Kids Are Easy!

Raising kids Ain’t So Bad! If you don’t do what you learned from your parents. 

Of course, we’re all conditioned from the get-go but how many times did you think, “I hate you,” when you were being punished? Maybe you even said it, adding to your misery. So, as you reflect on your own childhood, did you ever feel that, when you had kids of your own, that things would be different?

Many a parent has told me that, in spite of doing their best, they hear their mother’s (or father’s) words come out of their own mouth. Let me tell you, it’s a natural thing to do. Those words still echo through your mind like thunder on the rolling hills. Then, what can you do?

First of all, accept the fact that everything and I mean everything, is a choice. You choose to get out of bed in the morning, what kind of clothes to wear, food to eat, car to drive, to swear, place blame, lie, cheat, steal–its all choice. Following that line of thought, it is also a choice as to whether you will be a strict disciplinarian or not. Let me present you with a an easy alternative to raise successful kids.

Have you ever told your child not to run in the house or spill the milk? Perhaps, you may have said, “You don’t need to feel bad about…” or “I don’t want you dating a kid like that!” Suppose you turn these around and got exactly what you wanted. Let’s take the first two: “Don’t run in the house” and “Don’t spill the milk.” It becomes exactly what we want when we say, “Jimmy, can you walk while you are in the house?” and “Susan, can you hold that glass with both hands?” 

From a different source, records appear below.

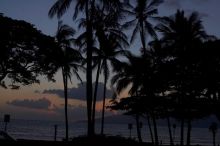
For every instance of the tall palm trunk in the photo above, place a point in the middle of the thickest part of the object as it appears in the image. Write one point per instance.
(189, 132)
(155, 130)
(150, 129)
(65, 84)
(214, 138)
(89, 71)
(95, 94)
(103, 106)
(169, 128)
(182, 132)
(142, 37)
(137, 118)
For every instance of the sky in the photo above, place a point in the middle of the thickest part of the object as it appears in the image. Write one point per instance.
(46, 99)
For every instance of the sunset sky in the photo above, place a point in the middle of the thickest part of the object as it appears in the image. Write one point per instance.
(45, 100)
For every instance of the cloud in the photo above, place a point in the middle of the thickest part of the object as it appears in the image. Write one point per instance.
(41, 103)
(80, 92)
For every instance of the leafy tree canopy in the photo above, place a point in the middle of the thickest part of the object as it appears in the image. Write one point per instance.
(21, 46)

Telling a child that they shouldn’t feel bad about something runs contrary to normal human feelings. Everyone feels bad about losing a friend, not being invited to an after school party. How could you not? When my children were teens and I recognized that they’d had a bad day, I simply told them that I understood and that if they needed to talk about it later, I’d be there for them.

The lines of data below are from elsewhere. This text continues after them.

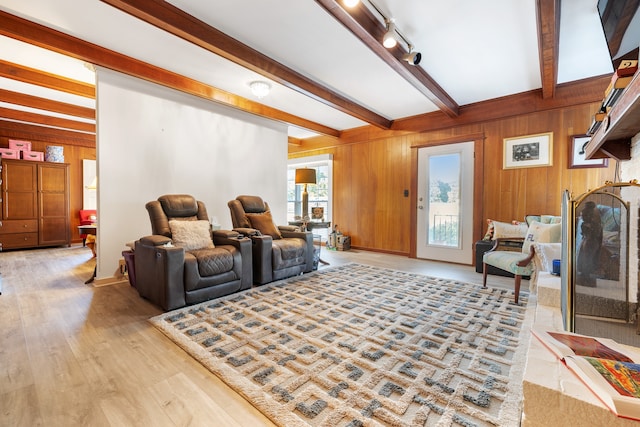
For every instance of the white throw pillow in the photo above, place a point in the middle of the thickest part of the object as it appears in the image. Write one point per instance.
(545, 254)
(506, 230)
(191, 235)
(541, 233)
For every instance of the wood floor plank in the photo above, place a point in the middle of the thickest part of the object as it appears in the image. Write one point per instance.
(13, 405)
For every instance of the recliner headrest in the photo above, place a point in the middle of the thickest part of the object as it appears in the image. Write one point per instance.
(252, 204)
(179, 205)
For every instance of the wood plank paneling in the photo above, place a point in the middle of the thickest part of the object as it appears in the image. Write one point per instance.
(73, 155)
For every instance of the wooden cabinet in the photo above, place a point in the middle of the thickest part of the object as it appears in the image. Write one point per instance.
(613, 137)
(35, 204)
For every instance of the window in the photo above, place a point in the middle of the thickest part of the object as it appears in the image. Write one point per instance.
(319, 194)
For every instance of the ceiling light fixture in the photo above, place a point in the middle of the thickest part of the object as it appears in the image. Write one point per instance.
(260, 88)
(389, 39)
(351, 3)
(392, 35)
(413, 58)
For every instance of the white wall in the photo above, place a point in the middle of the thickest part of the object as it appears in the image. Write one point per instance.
(153, 141)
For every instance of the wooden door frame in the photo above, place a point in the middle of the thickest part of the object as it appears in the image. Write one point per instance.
(478, 186)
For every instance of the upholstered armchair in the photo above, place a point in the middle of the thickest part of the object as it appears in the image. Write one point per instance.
(183, 262)
(278, 251)
(519, 263)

The one that stands out most is when my, then 16-year-old, daughter had befriended a boy in her class. He was a slob in every way; dirty clothes, unkempt hair, foul language and the scraggy beginnings of a mustache. One day, after he left, I told her, “I really like him. You should being him by more often. I’d love to chat with him.”

Within the week she dumped him. Not long after, she started dating a polite, clean young man who was planning on attending medical school. I told her, “I really don’t think you should hang out with him. He just doesn’t seem to be very nice.” Guess what? She dated him for a year after that.

Need the lawn mowed? Ask your son, “Would you like to mow the lawn this morning, or this afternoon just before you go to the movies?” I was able to get my grandson to go to bed on time every night by asking him, “Danny, would you like to go to bed at nine o’clock or at eight-thirty?” He chose and at nine, he was brushing his teeth.

One more? Oh, okay. “Christie, I wonder if you can close those drapes in one big pull or will it take two to do it?”

Kids are like flowers to be nurtured and fed as buds so they will bloom one day in all their beauty. Don’t make them draw red flowers with green stems (just because that’s what you like).